When I get hold of an idea I can get quite obsessive about it. Lately, it’s been early morning light. I think it sprang from a post I wrote about transposing some of the techniques I used for my “Urban Minimal” project to what I only half-jokingly called “Rural Minimal”. I think that my rural Gower houses did fulfil the spirit of “Rural Minimal” but it got me think about shadows. Now, shadows were my first love. They still are. It’s hard to find any painting of mine without blue/mauve/purple/brown shadows. I go through tubes of Lukas 1862 Mauve at a steady rate. Many of my Gower woodland paintings used early morning winter light.

 

ENCHANTED WOOD 2
Enchanted Wood  Limited edition mounted print (unframed) 

[wpecpp name=”Enchanted Wood Large Print ” price=”45″ align=”left”]

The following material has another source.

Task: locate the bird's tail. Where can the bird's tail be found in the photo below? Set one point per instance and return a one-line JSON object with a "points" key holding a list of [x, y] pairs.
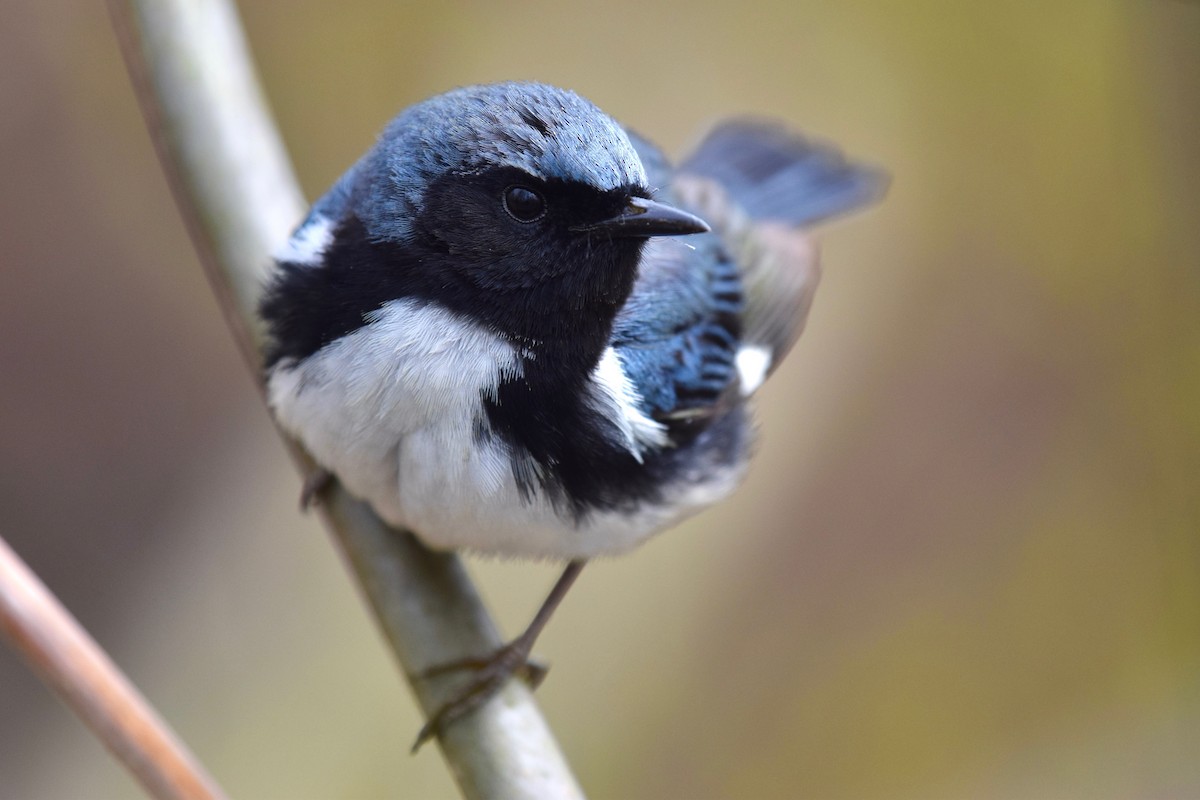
{"points": [[757, 185], [773, 174]]}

And why do I love shadows so much? It’s because they act as a foil to the light. The orange next to the dark mauve positively leaps off the canvas. Perhaps, its a cheap way of thrilling the viewer? I am always very impressed by artists who capture a gloomy or overcast landscape. Plein Air painters prefer overcast conditions because they are more constant and American artist, Jeremy Sams,  demonstrates this really well in his painting. He says “The good thing about painting on an overcast day is that you don’t have to chase shadows. The light remains very constant and my acrylic paints stay wet for a good long while.”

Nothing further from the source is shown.